Sometime between 1922 – 1925 N.B. Hardeman held a meeting at Antioch. Hardeman’s reputation as a debater and as a preacher had spread to those at Antioch, because it was in March, 1922, that the great Hardeman Tabernacle Meetings were held. During his meeting at Antioch, Hardeman preached one night to three denominational preachers in the county…two Baptists and one Methodist. While Hardeman preached, their secretary took the sermon in shorthand and another transcribed it on a typewriter. The preachers then read the manuscript and examined it with their Bibles. All of this took place in the one-room meeting house while Hardeman preached. At the end of the service one of the denominational preachers was asked to lead a closing prayer, after which he said to the entire church: “What you (Hardeman) are preaching would do to live by”.

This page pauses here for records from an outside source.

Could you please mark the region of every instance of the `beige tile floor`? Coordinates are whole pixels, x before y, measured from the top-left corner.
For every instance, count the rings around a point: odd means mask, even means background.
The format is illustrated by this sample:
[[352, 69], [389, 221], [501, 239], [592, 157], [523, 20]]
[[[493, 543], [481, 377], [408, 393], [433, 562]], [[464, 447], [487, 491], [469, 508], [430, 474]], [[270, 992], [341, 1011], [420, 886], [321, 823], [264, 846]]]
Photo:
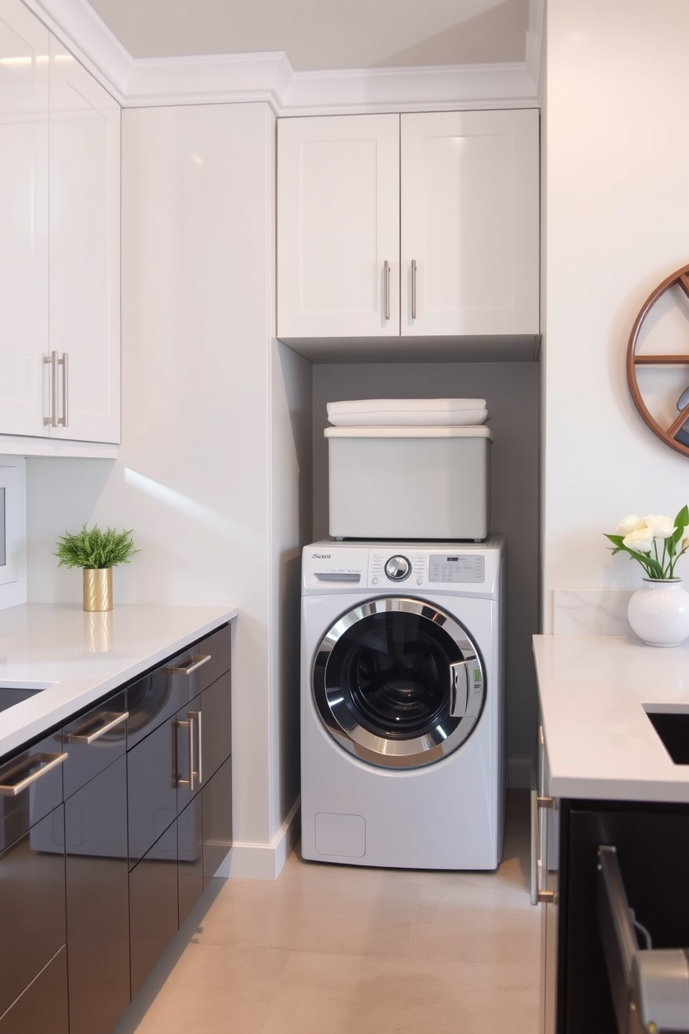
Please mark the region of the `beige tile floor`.
[[218, 880], [116, 1034], [536, 1034], [526, 791], [497, 873], [302, 861]]

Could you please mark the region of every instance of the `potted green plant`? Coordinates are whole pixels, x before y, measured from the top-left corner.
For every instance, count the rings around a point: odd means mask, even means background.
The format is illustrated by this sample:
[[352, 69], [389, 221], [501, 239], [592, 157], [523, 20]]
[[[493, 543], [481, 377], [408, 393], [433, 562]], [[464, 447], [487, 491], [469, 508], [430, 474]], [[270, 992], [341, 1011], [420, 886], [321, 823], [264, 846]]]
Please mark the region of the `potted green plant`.
[[113, 609], [113, 568], [129, 564], [134, 553], [131, 528], [118, 531], [97, 524], [88, 528], [82, 524], [76, 535], [65, 531], [58, 539], [55, 556], [58, 567], [84, 569], [84, 609]]

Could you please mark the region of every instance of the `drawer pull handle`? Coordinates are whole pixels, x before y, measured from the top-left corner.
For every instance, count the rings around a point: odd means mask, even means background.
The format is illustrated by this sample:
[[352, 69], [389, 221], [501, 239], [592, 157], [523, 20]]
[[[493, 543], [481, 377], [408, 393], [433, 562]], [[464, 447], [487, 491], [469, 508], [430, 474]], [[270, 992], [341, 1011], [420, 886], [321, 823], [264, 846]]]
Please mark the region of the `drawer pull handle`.
[[206, 664], [207, 661], [210, 660], [210, 653], [201, 653], [188, 658], [186, 661], [183, 661], [181, 664], [178, 664], [175, 668], [170, 668], [169, 670], [174, 675], [190, 675], [192, 671], [196, 671], [197, 668], [200, 668], [202, 664]]
[[[556, 904], [556, 890], [542, 886], [547, 874], [547, 825], [541, 828], [539, 816], [557, 808], [554, 797], [541, 797], [537, 790], [531, 791], [531, 904]], [[540, 841], [540, 845], [539, 845]], [[540, 847], [540, 850], [539, 850]]]
[[202, 756], [201, 756], [201, 712], [200, 711], [189, 711], [189, 719], [196, 719], [196, 778], [198, 779], [198, 785], [200, 786], [203, 782], [203, 769], [202, 769]]
[[[19, 783], [0, 783], [0, 797], [15, 797], [18, 793], [26, 790], [28, 786], [31, 786], [32, 783], [35, 783], [36, 780], [49, 772], [51, 768], [61, 765], [66, 760], [66, 754], [32, 754], [30, 758], [27, 758], [23, 764], [14, 769], [13, 774], [21, 776], [27, 768], [33, 768], [34, 770], [29, 776], [21, 779]], [[35, 767], [36, 764], [38, 764], [38, 767]]]
[[129, 711], [123, 711], [121, 714], [101, 714], [101, 718], [105, 719], [103, 725], [96, 729], [94, 732], [66, 732], [65, 742], [66, 743], [95, 743], [97, 739], [104, 736], [106, 732], [111, 729], [115, 729], [116, 726], [122, 725], [129, 718]]

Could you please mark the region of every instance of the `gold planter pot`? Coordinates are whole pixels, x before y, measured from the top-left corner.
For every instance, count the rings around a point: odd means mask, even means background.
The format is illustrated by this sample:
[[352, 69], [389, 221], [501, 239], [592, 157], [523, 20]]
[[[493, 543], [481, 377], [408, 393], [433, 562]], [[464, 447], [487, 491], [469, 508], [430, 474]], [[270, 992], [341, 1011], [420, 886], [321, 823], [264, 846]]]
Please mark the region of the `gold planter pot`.
[[84, 568], [84, 609], [113, 609], [112, 568]]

A few years before 1948 some of the younger members of the Antioch Church became concerned over the condition of the eighty year old building and decided to set aside every fourth Sunday’s contribution into a remodeling fund. Frank Martin of Blytheville, Arkansas, made the first donation of $50.00. With $6,000.00 in the bank in 1948, it was decided to begin the remodeling under the direction of A.R. Ruby, J.D. Moore, Hillary Turner, and W.E. Brown, all members of the Antioch Church. At that time additional property was purchased from Bob Perry; four classrooms were added to the old building; butane heating and electricity were installed, and a baptistery was built in the building, thus ending eighty years of a oneroom country church building which had had none of the modern conveniences. On Sunday April 10, 1948, H.I. Copeland preached to an audience of eighty-nine in the remodeled building.
In the years that followed two additional congregations sprang from Antioch. As already stated, the members of Independence established a church in their midst in April 1954. Three years later, in April 1957, a group of members who lived in the nearby town of Coldwater, five miles west, decided that the most effective way to evangelize Coldwater was to establish a congregation there.
When the Independence group left in 1954, church records show that the attendance at Antioch dropped from 110 to 80, but the contribution rose from $85.00 in 1952 to $120.00 in 1956. When the Coldwater group left in 1957, the attendance had again reached 110 and then fell to 80. Both of these churches will be discussed more fully in the last chapter.
Conclusion
It has been noted that the Antioch Church itself was the result of men like J.T. Riley and Dr. McCain at Thyatira who wanted to spread Christianity. The spirit of endeavor to spread the gospel throughout the county continued at Antioch as the various mission points of McCain’s Chapel, Rock Hill, and eventually Independence and Coldwater were established. Antioch had significantly taken the conservative position on instrumental music and soon became known as the Antioch Church of Christ.